Uma das mulheres mais sábias que já passaram por este plano, Madre Tereza de Calcutá, tem uma frase avassaladora: "Se você julga as pessoas, não tem tempo de amá-las". Então porque rotular que todo carioca é metido e todo paulista é frio ? As pessoas são diferentes. Convivo com paulistas maravilhosos que são cariocas honorários. Com gente que um dia falou para mim que até me conhecer, achava que carioca era tudo chato. E que hoje em dia repete sem parar o "ninguém merece" tipicamente 'carioquês'. Não existe a menor necessidade de julgar as pessoas pelo lugar de origem delas.

Sim, meu sotaque mudou, eu mudei e até a propaganda que eu faço mudou. As pessoas mudam e ainda bem que algumas para melhor. Mas continuo sendo uma garota carioca sangue bom - às vezes um pouco marrenta, é verdade. Continuo
ouvindo os cds do Tom Jobim (e principalmente "Samba do Avião") quando sinto saudades de casa. Porque o Rio sempre será, mais do que o lugar que eu nasci, a minha casa.

Quando eu resolvi morar em Sampa, deixei muitas coisas para trás. Deixei minha casa, minha família, meus amigos, meus mergulhos em Ipanema e o pôr-do-sol no Arpoador. Deixei toda minha história de vida em vários lugares
da Cidade Maravilhosa. Deixei também os pensamentos bairristas que costumam atravessar a Dutra ou fazer o trajeto Santos Dumont-Congonhas. E apesar de ser um processo doloroso, não me arrependo de nada.
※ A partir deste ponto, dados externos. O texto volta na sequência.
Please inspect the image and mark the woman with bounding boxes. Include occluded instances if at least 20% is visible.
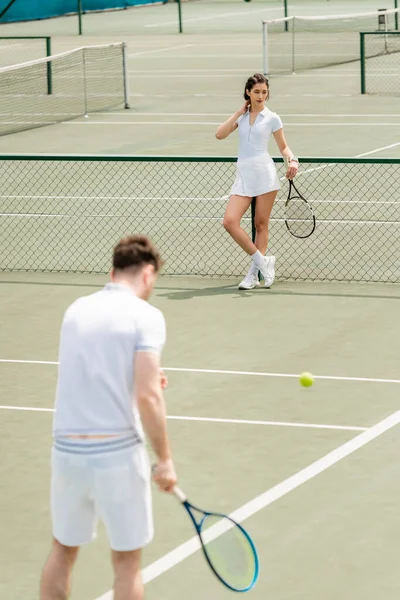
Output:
[215,73,299,290]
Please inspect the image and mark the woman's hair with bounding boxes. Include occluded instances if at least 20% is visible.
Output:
[112,235,162,273]
[243,73,269,100]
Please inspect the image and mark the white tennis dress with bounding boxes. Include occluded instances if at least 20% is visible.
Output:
[231,108,283,197]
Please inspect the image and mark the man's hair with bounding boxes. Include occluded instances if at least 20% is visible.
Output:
[112,235,163,273]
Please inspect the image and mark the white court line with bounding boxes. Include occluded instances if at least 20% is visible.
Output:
[61,119,399,127]
[0,405,54,412]
[91,112,400,119]
[144,8,279,28]
[0,405,368,431]
[355,142,400,158]
[96,410,400,600]
[128,44,194,57]
[167,416,368,431]
[0,358,400,383]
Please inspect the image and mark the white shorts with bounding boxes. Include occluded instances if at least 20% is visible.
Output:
[51,444,153,551]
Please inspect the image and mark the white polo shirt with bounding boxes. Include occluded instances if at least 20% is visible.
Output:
[53,283,166,440]
[236,107,283,161]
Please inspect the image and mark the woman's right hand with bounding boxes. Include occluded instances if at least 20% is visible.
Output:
[238,100,250,115]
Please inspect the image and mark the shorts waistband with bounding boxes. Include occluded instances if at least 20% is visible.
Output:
[53,434,142,455]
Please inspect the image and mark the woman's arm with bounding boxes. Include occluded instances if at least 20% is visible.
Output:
[215,102,249,140]
[274,128,299,179]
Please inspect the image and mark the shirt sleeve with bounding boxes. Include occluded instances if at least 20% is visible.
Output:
[235,115,244,127]
[271,113,283,133]
[136,307,166,354]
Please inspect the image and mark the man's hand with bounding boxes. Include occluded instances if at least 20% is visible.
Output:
[152,459,177,492]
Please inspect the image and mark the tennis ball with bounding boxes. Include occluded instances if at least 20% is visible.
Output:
[300,373,314,387]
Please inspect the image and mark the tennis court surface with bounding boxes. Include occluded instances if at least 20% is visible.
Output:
[0,273,400,600]
[0,0,400,600]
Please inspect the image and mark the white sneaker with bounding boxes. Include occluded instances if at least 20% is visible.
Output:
[238,264,260,290]
[260,256,276,287]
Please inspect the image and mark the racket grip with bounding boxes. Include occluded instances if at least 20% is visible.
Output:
[174,485,187,502]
O que embarcou comigo para Sampa foi justamente o meu jeito carioca de ser. Um jeito colorido, divertido e espontâneo de ver a vida. Foi o meu olhar particular do mundo, o olhar de quem nasceu vendo o mar pela janela. O olhar de quem, quando volta para casa, é recebida de braços abertos. Por todos aqueles que deixei para trás. Inclusive o Cristo Redentor.